In a medium saucepan, melt the one cup of butter over medium-high heat. Continue to cook, swirling occasionally, until the butter is browned and fragrant. The butter will foam up a bit and there will be bit of browned butter at the bottom of the pan when it's done. Remove the pan from the heat and transfer the butter to a heat-safe container. Refrigerate until the consistency of softened butter. (I made my browned butter the night before baking and took it out of the fridge a few hours before I started so it had time to soften).
Preheat your oven to 325 degrees F. Spray your 3 8-inch or 4 6-inch pans with nonstick spray, line the bottom of each pan with parchment paper rounds and spray again. Set aside.
In a medium sized bowl, combine and whisk together the flour, baking powder, salt, cinnamon, ginger, nutmeg and cloves. Set aside.

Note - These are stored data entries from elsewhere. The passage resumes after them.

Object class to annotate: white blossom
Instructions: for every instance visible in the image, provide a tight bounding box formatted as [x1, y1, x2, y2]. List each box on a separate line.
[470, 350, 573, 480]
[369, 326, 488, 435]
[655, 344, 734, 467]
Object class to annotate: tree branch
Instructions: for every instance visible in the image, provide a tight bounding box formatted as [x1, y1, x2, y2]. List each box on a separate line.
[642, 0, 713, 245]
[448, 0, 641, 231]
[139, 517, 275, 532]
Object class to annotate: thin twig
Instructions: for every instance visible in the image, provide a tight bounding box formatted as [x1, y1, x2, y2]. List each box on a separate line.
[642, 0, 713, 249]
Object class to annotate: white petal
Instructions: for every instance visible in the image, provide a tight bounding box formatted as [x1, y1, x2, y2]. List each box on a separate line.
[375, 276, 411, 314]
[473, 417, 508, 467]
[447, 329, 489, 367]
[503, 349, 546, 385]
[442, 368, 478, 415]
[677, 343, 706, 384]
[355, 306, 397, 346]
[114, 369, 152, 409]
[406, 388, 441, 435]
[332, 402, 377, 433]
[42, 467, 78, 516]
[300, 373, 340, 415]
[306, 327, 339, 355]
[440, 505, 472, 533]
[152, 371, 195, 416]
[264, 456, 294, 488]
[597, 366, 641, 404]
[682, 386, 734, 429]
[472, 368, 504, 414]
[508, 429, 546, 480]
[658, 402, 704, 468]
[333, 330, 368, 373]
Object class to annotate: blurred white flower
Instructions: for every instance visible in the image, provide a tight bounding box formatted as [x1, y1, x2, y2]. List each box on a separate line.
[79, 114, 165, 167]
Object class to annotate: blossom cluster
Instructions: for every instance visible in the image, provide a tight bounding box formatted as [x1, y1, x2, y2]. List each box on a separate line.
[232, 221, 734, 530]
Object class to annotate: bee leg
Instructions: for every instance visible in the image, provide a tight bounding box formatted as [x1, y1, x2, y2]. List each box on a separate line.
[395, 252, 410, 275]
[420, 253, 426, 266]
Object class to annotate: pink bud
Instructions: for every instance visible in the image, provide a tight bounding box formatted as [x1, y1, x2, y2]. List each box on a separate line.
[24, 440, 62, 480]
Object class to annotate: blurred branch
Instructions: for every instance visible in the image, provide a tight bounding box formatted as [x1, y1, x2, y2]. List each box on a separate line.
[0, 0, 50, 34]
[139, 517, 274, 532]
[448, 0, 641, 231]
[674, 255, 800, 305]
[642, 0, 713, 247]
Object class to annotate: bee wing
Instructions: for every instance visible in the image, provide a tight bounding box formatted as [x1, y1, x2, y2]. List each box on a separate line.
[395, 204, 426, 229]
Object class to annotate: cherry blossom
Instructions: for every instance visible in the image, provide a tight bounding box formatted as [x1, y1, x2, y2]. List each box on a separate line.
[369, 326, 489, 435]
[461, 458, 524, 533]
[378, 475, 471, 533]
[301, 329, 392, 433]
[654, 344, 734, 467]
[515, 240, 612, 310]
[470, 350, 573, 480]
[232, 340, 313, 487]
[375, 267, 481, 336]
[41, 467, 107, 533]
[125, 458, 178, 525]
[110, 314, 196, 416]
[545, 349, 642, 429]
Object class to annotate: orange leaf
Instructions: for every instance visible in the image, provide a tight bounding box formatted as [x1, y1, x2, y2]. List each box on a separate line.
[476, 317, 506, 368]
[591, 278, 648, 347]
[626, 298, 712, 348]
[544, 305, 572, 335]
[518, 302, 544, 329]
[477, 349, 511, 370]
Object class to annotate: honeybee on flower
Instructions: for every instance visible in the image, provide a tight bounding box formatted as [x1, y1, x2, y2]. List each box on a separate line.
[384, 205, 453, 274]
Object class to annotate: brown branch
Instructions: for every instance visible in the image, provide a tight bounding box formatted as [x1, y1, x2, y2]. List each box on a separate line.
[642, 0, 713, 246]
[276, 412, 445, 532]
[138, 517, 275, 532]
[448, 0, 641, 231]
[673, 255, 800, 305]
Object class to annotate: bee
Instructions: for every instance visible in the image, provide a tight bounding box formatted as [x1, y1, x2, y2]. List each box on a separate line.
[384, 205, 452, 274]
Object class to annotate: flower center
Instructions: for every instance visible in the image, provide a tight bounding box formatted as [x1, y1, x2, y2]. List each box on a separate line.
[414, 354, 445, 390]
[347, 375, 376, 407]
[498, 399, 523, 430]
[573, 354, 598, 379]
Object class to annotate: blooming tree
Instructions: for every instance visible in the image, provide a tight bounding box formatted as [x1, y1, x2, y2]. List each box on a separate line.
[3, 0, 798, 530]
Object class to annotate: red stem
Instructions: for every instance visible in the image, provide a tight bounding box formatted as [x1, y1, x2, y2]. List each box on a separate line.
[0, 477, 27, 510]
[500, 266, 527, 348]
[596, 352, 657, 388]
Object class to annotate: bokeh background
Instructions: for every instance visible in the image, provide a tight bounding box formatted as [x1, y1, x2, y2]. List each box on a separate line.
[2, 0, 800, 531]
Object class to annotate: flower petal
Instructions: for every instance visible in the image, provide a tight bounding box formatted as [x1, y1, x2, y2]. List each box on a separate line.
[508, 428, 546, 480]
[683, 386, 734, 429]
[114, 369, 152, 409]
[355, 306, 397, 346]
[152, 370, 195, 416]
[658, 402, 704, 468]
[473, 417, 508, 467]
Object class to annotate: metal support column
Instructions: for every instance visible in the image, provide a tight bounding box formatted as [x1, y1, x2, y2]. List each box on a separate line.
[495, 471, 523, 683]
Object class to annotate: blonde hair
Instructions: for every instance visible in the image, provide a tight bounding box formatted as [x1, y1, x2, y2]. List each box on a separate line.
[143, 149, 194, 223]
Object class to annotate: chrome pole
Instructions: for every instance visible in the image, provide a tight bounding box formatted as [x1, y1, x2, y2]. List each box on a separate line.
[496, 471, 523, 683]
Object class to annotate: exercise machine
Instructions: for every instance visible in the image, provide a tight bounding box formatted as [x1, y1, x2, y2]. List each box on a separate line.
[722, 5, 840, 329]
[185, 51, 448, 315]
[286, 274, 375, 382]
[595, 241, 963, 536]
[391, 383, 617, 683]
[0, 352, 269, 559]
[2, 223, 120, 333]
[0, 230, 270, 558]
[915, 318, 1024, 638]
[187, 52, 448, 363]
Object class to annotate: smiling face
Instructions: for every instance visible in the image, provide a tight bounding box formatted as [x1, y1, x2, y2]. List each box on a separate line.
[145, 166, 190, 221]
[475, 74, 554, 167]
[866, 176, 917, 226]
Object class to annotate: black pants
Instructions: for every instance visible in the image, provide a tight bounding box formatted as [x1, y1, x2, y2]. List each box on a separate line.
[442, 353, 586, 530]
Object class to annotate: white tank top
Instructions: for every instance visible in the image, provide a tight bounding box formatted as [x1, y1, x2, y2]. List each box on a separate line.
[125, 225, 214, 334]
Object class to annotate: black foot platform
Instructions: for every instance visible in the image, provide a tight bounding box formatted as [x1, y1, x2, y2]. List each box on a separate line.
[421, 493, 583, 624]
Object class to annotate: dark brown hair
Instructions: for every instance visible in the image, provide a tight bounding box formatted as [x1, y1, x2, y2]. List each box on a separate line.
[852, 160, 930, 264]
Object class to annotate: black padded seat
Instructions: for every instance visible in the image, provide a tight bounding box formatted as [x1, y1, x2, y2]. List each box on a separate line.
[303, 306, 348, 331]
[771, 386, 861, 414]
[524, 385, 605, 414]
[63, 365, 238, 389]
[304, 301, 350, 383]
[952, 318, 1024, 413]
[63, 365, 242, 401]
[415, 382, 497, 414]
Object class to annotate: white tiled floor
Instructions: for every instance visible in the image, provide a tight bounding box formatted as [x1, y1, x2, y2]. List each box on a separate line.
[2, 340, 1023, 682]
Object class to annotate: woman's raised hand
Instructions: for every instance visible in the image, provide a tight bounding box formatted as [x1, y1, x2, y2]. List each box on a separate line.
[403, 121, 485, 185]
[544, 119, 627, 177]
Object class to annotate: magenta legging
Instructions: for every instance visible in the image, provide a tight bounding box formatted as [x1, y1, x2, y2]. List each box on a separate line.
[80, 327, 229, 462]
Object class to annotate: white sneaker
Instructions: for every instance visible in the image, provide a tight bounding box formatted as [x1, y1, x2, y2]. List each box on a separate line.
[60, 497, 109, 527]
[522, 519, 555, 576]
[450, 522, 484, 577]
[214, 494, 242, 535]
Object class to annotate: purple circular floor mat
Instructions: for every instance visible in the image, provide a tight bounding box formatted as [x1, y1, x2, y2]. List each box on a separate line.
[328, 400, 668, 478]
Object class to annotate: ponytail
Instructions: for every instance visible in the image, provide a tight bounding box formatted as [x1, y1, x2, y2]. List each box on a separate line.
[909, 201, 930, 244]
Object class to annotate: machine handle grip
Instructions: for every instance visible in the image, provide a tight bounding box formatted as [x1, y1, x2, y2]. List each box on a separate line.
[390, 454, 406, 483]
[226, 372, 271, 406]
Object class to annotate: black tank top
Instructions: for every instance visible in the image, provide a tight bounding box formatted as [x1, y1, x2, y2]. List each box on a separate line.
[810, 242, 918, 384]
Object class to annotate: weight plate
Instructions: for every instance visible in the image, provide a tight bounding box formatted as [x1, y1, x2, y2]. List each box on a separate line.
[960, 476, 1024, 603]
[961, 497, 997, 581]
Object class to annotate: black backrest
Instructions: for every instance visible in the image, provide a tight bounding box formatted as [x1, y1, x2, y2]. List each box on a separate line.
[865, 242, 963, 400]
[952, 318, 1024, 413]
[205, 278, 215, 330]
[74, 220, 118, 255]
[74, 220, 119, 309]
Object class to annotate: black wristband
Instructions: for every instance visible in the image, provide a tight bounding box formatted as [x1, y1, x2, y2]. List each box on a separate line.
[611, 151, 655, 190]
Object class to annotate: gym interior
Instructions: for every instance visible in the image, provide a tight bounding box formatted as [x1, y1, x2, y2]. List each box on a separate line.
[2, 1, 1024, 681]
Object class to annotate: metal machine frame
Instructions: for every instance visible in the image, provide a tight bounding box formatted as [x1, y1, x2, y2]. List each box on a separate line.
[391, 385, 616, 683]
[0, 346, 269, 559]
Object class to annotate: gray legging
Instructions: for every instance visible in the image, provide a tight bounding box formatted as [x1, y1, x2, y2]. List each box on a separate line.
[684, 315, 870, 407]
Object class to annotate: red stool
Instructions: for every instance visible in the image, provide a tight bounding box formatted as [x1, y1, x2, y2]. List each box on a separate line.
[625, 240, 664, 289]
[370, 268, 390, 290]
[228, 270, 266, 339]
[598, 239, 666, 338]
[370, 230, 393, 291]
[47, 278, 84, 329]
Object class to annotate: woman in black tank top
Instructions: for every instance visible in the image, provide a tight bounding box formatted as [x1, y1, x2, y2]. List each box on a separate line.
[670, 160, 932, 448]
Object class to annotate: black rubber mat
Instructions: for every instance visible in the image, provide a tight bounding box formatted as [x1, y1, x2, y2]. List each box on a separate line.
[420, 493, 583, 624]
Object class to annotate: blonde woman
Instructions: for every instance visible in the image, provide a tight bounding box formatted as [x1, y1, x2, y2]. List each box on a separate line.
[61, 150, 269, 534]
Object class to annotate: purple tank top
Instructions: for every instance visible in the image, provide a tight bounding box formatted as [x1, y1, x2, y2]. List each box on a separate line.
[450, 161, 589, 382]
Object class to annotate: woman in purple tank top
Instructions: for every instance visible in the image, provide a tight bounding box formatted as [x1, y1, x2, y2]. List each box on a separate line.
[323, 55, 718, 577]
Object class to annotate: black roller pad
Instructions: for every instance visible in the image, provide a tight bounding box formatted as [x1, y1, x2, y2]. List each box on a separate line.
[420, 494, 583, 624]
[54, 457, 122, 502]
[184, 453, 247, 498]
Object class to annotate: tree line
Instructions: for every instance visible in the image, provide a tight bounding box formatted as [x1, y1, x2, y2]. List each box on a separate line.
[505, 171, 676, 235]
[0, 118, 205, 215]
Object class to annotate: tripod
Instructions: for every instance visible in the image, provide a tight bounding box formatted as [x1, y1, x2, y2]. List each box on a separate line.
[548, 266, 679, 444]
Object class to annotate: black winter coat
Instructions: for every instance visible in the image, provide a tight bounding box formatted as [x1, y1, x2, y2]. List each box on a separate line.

In the bowl of a stand mixer fitted with the paddle attachment, mix the browned butter until smooth. Add the granulated sugar and brown sugar, and increase the speed to medium-high. Beat the butter and sugars for about 3 to 5 minutes. Scrape down the sides of the bowl and mix again for another 30 seconds.
With the mixer on medium-low, add the eggs, one at a time, mixing until combined in between each addition. Add the vanilla. Mix until incorporated and scrape down the bowl again.
Turn your mixer to low speed. Add the flour mixture alternating with the eggnog, starting and ending with the flour. Mix on low speed for 30 seconds or until combined. Do not over beat your batter.
Using a kitchen scale, evenly distribute the cake batter between the pans. Bake for about 25 to 30 minutes or until a toothpick inserted in the center comes out with a few moist crumbs on it. Let the cakes cool on a wire rack for about 10 minutes before removing them from the pans to cool completely. Can be individually wrapped in plastic wrap and stored in the freezer for up to two weeks.